Hoe snel is Usain Bolt?
IM Commentaar
Deze opgave omvat een omrekening in meerdere stappen tussen twee snelheden, van meter per seconde naar mijl per uur. In dit geval zijn de eenheden van de 100 meter race meters per seconde en we hebben geen goede intuïtie voor wat dit betekent in mijlen per uur. De meesten van ons zijn gewend aan snelheden in mijlen per uur, omdat de snelheidsmeters in onze auto’s deze eenheden gebruiken, dus het is goed voor de leerlingen om te kunnen rekenen tussen mijlen per uur en andere eenheden voor snelheid die op natuurlijke wijze naar voren komen.
De eerste oplossing toont alle eenheden in de berekeningen en maakt pas aan het eind een berekening. De tweede oplossing gaat stap voor stap en biedt een uitstekende gelegenheid om afrondingsfouten te bespreken, omdat het hier belangrijk is alle berekeningen te maken (zoals in de eerste methode) alvorens af te ronden, in plaats van de afgeronde getallen te gebruiken voor opeenvolgende berekeningen.
In addition to the work on conversion of units, it might be interesting to compare the top speed of the fastest human being to some familiar animals:
Animal | Top Speed (in mph) |
---|---|
Hippopotamus | 19 |
Kangaroo | 45 |
Horse | 47 |
Gazelle | 50 |
Cheetah | 70 |
Remarkably, of the animals in the table, the fastest human beings can only run faster than the hippopotamus. Note that the speed calculated in this problem is the average speed for 100 meters which is a little less than the top speed, but 23mph is significantly less than any of the other animals on the list.
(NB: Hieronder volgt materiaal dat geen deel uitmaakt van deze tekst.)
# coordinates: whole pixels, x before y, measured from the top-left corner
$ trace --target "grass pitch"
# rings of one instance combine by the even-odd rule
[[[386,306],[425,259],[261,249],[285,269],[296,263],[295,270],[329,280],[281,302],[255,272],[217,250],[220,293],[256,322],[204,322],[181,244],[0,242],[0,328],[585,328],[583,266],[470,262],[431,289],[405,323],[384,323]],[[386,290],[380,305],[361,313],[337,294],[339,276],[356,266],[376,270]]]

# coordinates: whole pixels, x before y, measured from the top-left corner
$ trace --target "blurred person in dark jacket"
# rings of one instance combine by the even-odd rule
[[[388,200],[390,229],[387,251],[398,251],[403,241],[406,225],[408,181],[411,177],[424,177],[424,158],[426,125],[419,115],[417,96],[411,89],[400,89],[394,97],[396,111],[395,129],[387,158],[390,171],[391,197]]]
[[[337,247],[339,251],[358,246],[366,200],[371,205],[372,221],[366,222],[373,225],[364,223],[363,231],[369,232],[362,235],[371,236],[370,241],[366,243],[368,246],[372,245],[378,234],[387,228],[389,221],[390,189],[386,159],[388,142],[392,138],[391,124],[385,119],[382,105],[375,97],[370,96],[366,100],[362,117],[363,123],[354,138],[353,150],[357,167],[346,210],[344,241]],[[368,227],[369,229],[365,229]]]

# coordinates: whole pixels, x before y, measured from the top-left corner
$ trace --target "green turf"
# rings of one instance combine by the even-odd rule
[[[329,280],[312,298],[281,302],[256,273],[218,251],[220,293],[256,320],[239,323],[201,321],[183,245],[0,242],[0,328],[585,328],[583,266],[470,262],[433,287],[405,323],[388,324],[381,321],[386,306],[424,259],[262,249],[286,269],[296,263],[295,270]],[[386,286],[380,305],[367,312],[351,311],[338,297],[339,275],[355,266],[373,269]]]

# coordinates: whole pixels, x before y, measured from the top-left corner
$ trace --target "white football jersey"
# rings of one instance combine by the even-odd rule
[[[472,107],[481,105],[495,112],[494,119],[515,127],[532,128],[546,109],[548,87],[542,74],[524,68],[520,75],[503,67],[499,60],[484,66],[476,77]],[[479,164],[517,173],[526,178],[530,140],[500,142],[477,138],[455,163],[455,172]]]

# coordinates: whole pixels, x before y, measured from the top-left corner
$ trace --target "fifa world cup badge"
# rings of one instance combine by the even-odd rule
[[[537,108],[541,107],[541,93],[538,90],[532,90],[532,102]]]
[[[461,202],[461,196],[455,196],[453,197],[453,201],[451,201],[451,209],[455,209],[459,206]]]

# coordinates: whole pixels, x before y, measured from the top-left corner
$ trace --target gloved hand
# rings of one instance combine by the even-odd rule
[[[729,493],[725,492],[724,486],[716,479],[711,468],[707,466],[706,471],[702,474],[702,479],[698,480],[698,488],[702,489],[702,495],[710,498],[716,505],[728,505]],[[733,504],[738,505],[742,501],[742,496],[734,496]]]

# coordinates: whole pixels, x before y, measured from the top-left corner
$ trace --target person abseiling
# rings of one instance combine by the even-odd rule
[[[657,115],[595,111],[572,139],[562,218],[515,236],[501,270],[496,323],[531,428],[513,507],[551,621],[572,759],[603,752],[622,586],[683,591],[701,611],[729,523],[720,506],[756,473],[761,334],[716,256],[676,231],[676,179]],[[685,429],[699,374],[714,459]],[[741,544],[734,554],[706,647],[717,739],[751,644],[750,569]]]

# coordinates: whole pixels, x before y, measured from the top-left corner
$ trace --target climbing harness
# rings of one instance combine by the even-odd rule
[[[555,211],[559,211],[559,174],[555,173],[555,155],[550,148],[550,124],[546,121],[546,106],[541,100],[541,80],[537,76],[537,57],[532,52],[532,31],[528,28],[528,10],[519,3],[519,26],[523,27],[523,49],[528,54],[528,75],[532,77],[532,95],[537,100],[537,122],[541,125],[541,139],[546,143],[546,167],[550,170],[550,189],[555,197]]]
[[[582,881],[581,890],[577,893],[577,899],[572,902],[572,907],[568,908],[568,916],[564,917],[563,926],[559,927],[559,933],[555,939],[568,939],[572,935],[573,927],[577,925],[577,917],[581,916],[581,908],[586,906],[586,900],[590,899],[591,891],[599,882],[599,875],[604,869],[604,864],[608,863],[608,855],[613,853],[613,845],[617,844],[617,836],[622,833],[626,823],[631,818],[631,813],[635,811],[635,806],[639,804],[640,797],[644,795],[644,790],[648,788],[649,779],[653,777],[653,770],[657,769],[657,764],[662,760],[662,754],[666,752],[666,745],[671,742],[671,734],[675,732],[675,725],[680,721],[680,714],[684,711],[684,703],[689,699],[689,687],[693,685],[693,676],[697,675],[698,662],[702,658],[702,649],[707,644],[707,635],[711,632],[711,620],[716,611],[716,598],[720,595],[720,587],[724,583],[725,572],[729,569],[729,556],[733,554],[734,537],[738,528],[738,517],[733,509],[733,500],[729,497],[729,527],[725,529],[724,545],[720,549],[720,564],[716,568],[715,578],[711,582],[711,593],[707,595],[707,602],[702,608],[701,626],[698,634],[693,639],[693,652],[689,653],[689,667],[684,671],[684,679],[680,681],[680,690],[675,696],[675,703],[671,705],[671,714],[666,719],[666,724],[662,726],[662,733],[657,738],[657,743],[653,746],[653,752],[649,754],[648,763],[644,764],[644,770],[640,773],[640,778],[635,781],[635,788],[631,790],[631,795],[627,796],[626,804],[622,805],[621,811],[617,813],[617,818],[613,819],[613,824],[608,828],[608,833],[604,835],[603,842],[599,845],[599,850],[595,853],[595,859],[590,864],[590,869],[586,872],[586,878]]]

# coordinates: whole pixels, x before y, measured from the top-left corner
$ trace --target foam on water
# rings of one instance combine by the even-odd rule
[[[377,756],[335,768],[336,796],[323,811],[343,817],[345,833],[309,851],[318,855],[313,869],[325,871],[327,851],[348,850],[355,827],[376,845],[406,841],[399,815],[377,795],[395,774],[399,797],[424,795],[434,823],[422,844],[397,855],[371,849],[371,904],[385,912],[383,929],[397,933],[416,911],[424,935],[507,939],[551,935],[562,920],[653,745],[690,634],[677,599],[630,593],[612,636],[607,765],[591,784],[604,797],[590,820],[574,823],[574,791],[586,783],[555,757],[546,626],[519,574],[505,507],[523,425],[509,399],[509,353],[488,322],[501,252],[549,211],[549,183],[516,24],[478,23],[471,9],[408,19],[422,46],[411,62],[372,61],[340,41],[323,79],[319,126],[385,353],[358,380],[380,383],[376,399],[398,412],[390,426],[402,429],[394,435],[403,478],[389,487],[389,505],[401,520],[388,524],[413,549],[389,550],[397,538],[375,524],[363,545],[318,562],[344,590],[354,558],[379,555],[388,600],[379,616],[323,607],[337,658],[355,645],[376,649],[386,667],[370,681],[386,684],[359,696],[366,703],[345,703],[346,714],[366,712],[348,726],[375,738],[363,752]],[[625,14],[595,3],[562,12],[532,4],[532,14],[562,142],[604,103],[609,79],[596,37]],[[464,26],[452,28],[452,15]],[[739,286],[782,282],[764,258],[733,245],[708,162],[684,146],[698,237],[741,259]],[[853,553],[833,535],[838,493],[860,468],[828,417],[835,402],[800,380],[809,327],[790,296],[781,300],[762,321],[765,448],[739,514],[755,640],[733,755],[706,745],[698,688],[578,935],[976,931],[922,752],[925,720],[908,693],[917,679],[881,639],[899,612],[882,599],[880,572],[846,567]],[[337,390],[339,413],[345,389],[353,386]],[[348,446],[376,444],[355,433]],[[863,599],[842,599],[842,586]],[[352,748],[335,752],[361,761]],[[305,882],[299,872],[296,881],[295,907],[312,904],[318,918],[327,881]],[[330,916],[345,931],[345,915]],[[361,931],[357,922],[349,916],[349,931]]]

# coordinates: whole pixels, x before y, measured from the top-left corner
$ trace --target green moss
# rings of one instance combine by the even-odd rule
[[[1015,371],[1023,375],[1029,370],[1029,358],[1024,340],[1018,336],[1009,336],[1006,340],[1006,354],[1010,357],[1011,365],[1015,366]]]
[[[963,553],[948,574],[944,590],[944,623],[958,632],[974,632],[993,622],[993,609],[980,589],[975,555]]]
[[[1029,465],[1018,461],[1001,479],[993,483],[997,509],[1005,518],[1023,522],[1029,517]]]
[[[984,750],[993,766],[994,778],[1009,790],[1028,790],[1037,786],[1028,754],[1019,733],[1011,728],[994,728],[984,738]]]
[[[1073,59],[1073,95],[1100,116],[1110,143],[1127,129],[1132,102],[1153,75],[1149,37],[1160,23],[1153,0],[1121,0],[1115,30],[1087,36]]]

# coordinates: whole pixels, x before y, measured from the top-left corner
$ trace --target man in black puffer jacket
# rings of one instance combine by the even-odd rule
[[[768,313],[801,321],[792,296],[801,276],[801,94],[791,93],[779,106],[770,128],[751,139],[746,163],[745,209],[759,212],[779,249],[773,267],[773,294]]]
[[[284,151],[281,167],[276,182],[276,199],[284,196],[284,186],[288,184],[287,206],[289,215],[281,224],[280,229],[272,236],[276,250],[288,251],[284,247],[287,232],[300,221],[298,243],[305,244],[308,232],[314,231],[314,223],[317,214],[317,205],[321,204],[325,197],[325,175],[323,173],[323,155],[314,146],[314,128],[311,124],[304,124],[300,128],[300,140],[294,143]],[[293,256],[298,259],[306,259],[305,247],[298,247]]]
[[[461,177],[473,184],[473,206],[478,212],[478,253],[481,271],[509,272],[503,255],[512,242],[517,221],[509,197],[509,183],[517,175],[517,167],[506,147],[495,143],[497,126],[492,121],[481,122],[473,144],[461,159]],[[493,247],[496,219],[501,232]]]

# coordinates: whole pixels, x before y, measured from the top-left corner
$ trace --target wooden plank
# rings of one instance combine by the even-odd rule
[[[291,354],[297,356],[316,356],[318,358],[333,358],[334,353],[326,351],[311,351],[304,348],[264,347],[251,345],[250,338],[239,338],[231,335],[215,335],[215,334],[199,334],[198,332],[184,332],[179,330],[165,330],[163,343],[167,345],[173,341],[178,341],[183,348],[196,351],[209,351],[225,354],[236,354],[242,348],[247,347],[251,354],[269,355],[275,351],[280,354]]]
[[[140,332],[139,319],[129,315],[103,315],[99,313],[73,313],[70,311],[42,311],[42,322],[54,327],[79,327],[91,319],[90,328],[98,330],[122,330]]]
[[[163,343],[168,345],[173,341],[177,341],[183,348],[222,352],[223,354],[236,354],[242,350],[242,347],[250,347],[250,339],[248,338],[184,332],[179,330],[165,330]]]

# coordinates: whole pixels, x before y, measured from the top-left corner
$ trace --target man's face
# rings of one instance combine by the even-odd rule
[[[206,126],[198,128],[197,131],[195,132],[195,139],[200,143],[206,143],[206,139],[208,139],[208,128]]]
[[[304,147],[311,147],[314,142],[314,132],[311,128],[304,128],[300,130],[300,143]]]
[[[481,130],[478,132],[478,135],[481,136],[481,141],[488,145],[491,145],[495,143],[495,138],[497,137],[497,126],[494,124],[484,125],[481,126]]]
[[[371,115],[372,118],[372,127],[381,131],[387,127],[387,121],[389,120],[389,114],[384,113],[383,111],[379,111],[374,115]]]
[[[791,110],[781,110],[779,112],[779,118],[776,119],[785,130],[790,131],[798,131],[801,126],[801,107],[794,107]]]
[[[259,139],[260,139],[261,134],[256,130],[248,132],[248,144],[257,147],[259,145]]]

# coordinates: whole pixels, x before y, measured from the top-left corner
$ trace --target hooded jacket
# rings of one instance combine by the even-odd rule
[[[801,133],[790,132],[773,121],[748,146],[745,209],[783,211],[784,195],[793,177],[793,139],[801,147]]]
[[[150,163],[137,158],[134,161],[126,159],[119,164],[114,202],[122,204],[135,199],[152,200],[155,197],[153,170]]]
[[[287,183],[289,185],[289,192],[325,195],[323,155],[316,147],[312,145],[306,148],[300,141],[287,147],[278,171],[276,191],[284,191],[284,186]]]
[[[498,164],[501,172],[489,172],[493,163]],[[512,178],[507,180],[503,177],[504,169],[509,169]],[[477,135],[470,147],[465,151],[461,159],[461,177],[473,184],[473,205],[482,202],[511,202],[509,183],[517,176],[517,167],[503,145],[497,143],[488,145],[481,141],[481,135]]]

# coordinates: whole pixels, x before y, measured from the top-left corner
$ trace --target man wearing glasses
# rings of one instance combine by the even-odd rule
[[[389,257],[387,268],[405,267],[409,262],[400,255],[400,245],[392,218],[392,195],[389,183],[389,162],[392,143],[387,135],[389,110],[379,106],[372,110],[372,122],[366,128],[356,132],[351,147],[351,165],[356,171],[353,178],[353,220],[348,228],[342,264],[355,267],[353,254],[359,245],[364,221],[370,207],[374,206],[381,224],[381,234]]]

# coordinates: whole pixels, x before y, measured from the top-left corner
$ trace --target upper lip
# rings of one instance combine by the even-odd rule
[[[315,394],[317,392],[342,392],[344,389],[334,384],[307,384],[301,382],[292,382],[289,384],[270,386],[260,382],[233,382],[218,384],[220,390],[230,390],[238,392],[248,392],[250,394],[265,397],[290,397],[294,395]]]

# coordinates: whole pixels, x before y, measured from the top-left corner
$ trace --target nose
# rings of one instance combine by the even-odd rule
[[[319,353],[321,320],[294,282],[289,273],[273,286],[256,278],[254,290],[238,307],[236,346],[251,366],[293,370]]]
Voor een creatievere uitvoering van deze opgave zou de docent de tabel met verschillende snelheden van dieren kunnen geven en de leerlingen kunnen vragen hoe de snelste mensen het er in een race vanaf zouden brengen.
De relevante praktijknormen voor dit probleem zijn MP2, Redeneer abstract en kwantitatief, omdat leerlingen heen en weer gaan tussen de context en de berekeningen, en MP6, Houd rekening met precisie, omdat leerlingen zich moeten concentreren op eenheden en de nauwkeurigheid waarmee ze hun eindantwoord presenteren. Merk op dat zowel de tijd voor de 100 meter race als de omrekening van meter naar voet gegeven zijn met drie cijfers, dus er mogen maar drie cijfers in het antwoord blijven staan. Gezien het aantal stappen dat nodig is om dit probleem op te lossen, sluit het goed aan bij MP1, Problemen begrijpen en volharden bij het oplossen ervan.
Gezien de complexiteit van het probleem zou het niet geschikt zijn voor een summatieve beoordeling op hoog niveau, maar wel zeer geschikt zijn in een instructieve omgeving.